More importantly, RTX shows no signs of slowing down, given the performance of its specialized subsidiaries. Last quarter’s standout wins included $16.6 billion in new awards for Raytheon’s missile defense systems, such as a $3 billion Patriot contract and $1.9 billion for its next-generation LTAMDS radar system. Leading the charge was Pratt & Whitney, with the subsidiary showing strong traction by signing a $1.3 billion contract for F-135 engine upgrades. Finally, beyond its defense products, Collins Aerospace landed a $470 million contract from the FAA to enhance air traffic control systems, highlighting notable progress in RTX’s commercial operations.
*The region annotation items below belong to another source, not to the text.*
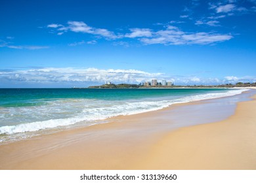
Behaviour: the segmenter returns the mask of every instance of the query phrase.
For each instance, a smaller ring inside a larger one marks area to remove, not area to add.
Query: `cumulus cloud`
[[[208,21],[199,20],[197,25],[206,24],[209,26],[219,26],[219,22],[215,20]],[[211,32],[185,32],[179,27],[172,25],[163,26],[162,29],[154,30],[148,28],[131,28],[130,33],[116,33],[106,29],[95,28],[89,26],[83,22],[70,21],[68,25],[61,24],[49,24],[47,27],[56,29],[59,31],[58,34],[62,34],[65,31],[83,33],[100,36],[108,40],[133,39],[139,41],[144,44],[208,44],[228,41],[233,38],[230,34],[220,34]],[[117,41],[116,42],[123,42]],[[88,42],[89,43],[89,42]],[[95,43],[95,42],[92,42]],[[80,44],[79,42],[72,43],[70,46]],[[121,45],[114,43],[114,45]],[[123,44],[122,44],[123,45]],[[127,44],[126,44],[127,45]]]
[[[129,69],[98,69],[95,68],[42,68],[23,71],[0,71],[0,80],[26,81],[37,84],[45,82],[140,82],[161,76],[160,73],[150,73]]]
[[[141,37],[152,37],[152,33],[150,29],[139,29],[133,28],[130,29],[131,33],[127,33],[125,35],[125,37],[135,38]]]
[[[235,9],[236,6],[233,4],[227,4],[226,5],[219,6],[216,8],[216,12],[228,12]]]
[[[255,82],[255,76],[226,76],[223,78],[199,78],[196,76],[171,76],[162,73],[151,73],[135,69],[100,69],[96,68],[34,68],[27,70],[0,70],[0,83],[40,86],[71,86],[80,84],[100,84],[105,81],[114,83],[132,83],[151,81],[157,78],[172,81],[175,84],[221,84],[238,82]],[[67,85],[68,84],[68,85]]]
[[[161,30],[154,33],[152,38],[142,38],[140,41],[146,44],[208,44],[228,41],[233,36],[213,33],[186,33],[178,28]]]
[[[186,15],[186,14],[180,16],[180,18],[188,18],[188,15]]]
[[[61,24],[51,24],[48,25],[47,27],[56,29],[58,31],[58,35],[62,35],[64,32],[70,31],[75,33],[83,33],[98,35],[110,39],[118,38],[118,36],[112,31],[110,31],[106,29],[95,28],[89,26],[83,22],[69,21],[67,24],[66,26],[64,26]]]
Excellent Margins Deliver Substantial Earnings Growth
RTX’s impressive earnings growth is a key catalyst that supports my bullish outlook on the stock. Adjusted EPS grew 16% year-over-year in Q3, reaching $1.45. Segment operating profit rose 16%, reflecting robust drop-through on higher volumes and improved productivity. Specifically, segment margins expanded by 100 basis points, which I believe demonstrates the company’s operational prowess, considering several supply chain challenges.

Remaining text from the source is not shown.